La fijación de la apuesta económica estatal corresponde, evidentemente, al Poder Ejecutivo, con Europa como referencia. Pero la decisión de la senda a seguir para satisfacer la demanda de asegurar el porvenir vital de la población ha de obedecer necesariamente al consenso entre las fuerzas parlamentarias. El grado de desacuerdo entre las principales formaciones políticas nunca hasta ahora había rozado en España límites tan elevados e inquietantes de recelo y sospecha. Ergo, no parece posible que la prioridad de la apuesta económica enunciada pueda ser así satisfecha. En cuanto a la segunda prioridad, el Gobierno de la derecha -mentor corrupto de buena parte de la deslegitimación de la política- adoptó respecto al proceso catalán una vía punitiva estancada hoy en una senda muerta que no conduce a salida alguna.

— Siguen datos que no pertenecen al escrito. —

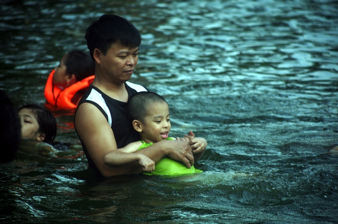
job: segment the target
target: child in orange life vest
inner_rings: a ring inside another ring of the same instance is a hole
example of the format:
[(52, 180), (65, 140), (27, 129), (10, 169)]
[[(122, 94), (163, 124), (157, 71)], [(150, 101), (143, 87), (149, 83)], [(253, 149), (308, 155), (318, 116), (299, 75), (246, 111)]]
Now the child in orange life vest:
[[(104, 163), (120, 166), (138, 162), (145, 171), (142, 173), (150, 175), (177, 176), (202, 172), (194, 166), (188, 168), (183, 163), (168, 157), (161, 159), (155, 165), (146, 155), (133, 153), (161, 141), (179, 140), (168, 137), (171, 128), (170, 115), (168, 104), (163, 97), (155, 93), (139, 92), (129, 98), (127, 108), (134, 128), (140, 133), (141, 141), (108, 153), (104, 156)], [(189, 141), (194, 158), (198, 160), (204, 152), (206, 141), (202, 138), (192, 137)]]
[(45, 87), (46, 106), (76, 108), (94, 78), (95, 65), (89, 54), (73, 51), (64, 56), (49, 75)]

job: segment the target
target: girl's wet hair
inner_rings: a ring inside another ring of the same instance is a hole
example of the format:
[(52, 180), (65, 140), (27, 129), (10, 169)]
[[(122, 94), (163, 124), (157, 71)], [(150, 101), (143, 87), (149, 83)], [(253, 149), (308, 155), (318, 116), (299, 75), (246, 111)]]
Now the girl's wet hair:
[(64, 58), (66, 73), (73, 74), (77, 81), (93, 75), (95, 73), (95, 65), (89, 54), (82, 51), (73, 51), (66, 54)]
[(32, 110), (39, 125), (39, 133), (43, 135), (45, 139), (43, 142), (49, 144), (54, 143), (56, 136), (56, 120), (51, 111), (37, 105), (28, 104), (19, 109), (26, 108)]
[(156, 103), (165, 103), (164, 98), (152, 92), (141, 92), (132, 96), (128, 100), (127, 113), (131, 121), (137, 120), (144, 122), (149, 107)]
[(97, 48), (104, 55), (112, 44), (118, 43), (130, 49), (141, 44), (141, 35), (131, 23), (116, 15), (103, 15), (87, 28), (84, 38), (91, 57)]

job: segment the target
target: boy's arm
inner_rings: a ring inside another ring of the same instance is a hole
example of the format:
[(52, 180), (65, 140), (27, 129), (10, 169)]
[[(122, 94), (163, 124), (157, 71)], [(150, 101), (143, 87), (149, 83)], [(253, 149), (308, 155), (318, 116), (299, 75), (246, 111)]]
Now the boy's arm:
[(149, 157), (140, 153), (133, 153), (142, 145), (139, 142), (130, 143), (126, 146), (108, 153), (103, 158), (105, 164), (118, 166), (138, 162), (144, 171), (152, 172), (155, 170), (155, 162)]
[[(117, 146), (113, 130), (105, 117), (94, 105), (83, 103), (79, 106), (75, 115), (75, 125), (89, 155), (102, 175), (139, 173), (143, 171), (137, 162), (119, 166), (104, 163), (104, 156), (117, 149)], [(155, 163), (163, 156), (167, 155), (183, 162), (188, 167), (194, 164), (191, 148), (187, 143), (181, 141), (162, 141), (134, 153), (146, 155)]]

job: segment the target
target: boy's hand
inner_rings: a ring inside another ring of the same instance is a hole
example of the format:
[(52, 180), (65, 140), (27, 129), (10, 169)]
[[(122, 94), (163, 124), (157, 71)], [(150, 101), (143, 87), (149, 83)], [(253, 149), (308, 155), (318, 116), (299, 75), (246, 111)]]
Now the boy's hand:
[(190, 140), (191, 146), (193, 153), (196, 154), (204, 150), (207, 143), (206, 141), (202, 138), (194, 138)]
[(155, 170), (155, 162), (144, 155), (140, 154), (141, 158), (138, 163), (142, 166), (143, 170), (147, 172), (153, 172)]

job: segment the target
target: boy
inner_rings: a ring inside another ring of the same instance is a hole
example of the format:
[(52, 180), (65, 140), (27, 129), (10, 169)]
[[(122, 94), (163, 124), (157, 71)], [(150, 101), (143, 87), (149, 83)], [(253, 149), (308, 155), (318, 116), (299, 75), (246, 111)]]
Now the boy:
[[(105, 164), (120, 166), (123, 164), (122, 161), (125, 163), (138, 161), (143, 170), (147, 171), (143, 172), (146, 175), (174, 176), (203, 172), (195, 169), (194, 166), (188, 168), (183, 164), (167, 157), (161, 159), (156, 164), (155, 168), (155, 162), (150, 158), (133, 153), (156, 142), (175, 140), (168, 137), (171, 128), (169, 107), (162, 97), (155, 93), (140, 92), (129, 98), (127, 108), (132, 120), (133, 127), (140, 133), (141, 141), (109, 152), (104, 156)], [(194, 153), (201, 157), (207, 145), (206, 141), (201, 138), (194, 138), (192, 141)]]
[(65, 55), (46, 83), (46, 106), (57, 109), (76, 108), (94, 80), (94, 66), (90, 56), (82, 51), (73, 51)]

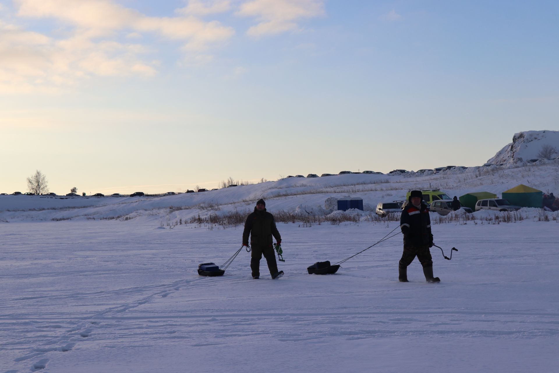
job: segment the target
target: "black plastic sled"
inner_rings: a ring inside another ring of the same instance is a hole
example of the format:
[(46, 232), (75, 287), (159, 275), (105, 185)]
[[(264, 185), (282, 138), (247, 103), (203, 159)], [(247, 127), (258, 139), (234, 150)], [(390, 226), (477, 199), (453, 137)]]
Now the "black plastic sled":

Pese a la naturaleza distinta de ambos problemas, la solución de los dos puede pasar por una institución: la Corona, investida por la Constitución no solo de atributos representativos o privilegios de tod@s conocidos sino también de responsabilidades propias. Como vértice simbólico de la Nación, le corresponde ejercer funciones de arbitraje en la arena estatal, señaladamente cuando se encuentra tan intrincadamente revuelta como ahora. Puede pues inducir a las fuerzas políticas al consenso para que estas determinen cuál será el procedimiento prioritario para procurar el futuro bastidor económico de sustento de la Nación. Y puede, asimismo, movilizar su ascendiente como institución de arbitraje moderador –atribuciones que la Constitución le asigna- para ofrecer una salida imaginativa a la cuestión catalana: la gracia.
El artículo 62, apartado i de la Carta Magna establece que el Rey puede ejercer el derecho de gracia con arreglo a la ley. Tras la sentencia judicial, presumiblemente condenatoria, contra los responsables de haber puesto en marcha el denominado procés, cabe pues al Rey poner el marcador a cero, rebobinar la moviola estatal y graciarles, teniendo muy en cuenta el castigo que, preventivamente, han recibido en el año largo cumplido en prisión sin que mediara sentencia inculpatoria.
Con ello se conseguirían numerosos objetivos. Primero, demostrar que la Corona puede – y debe- contribuir a solucionar problemas de la gravedad descrita. Segundo, por la vía del sentido común, la medida coadyuvaría admirablemente a redirigir la impugnación independentista a un cauce de sensatez, al mostrar la neutralidad de un arbitraje estatal de concordia como el que la gracia implica y un marco estatal de soluciones políticas o constitucionales para ampararlas. Tercero, invitaría a la clase política más inculta a reflexionar seriamente sobre la necesidad de comprender en qué consiste la política: dialogar, decidir, resolver, en definitiva, consensuar. Por último, que no menos importante, la medida de gracia restablecería el equilibrio entre legalidad y legitimidad amenazado en grado sumo por la peligrosidad de una coyuntura con aristas tan cortantes como las que hoy reviste la actualidad política en España. Corona y Constitución recobrarían, a ojos vistas, la legitimidad erosionada que hoy muestran y la facultad resolutoria que legalmente atesoran, fortificando su potencial legal y legitimante.
Y, en un estadio ulterior, puestas las bases para el hallazgo imaginativo de soluciones eficaces, desde la serenidad y la inteligencia, plantear en qué medida ambas instancias, Corona y Constitución, demandan asimismo profundos cambios.
Eludir la vía de la gracia solo procurará a España la tribulación de nuevas y más profundas desgracias. Aún hay tiempo –y soluciones- para atajar el desastre.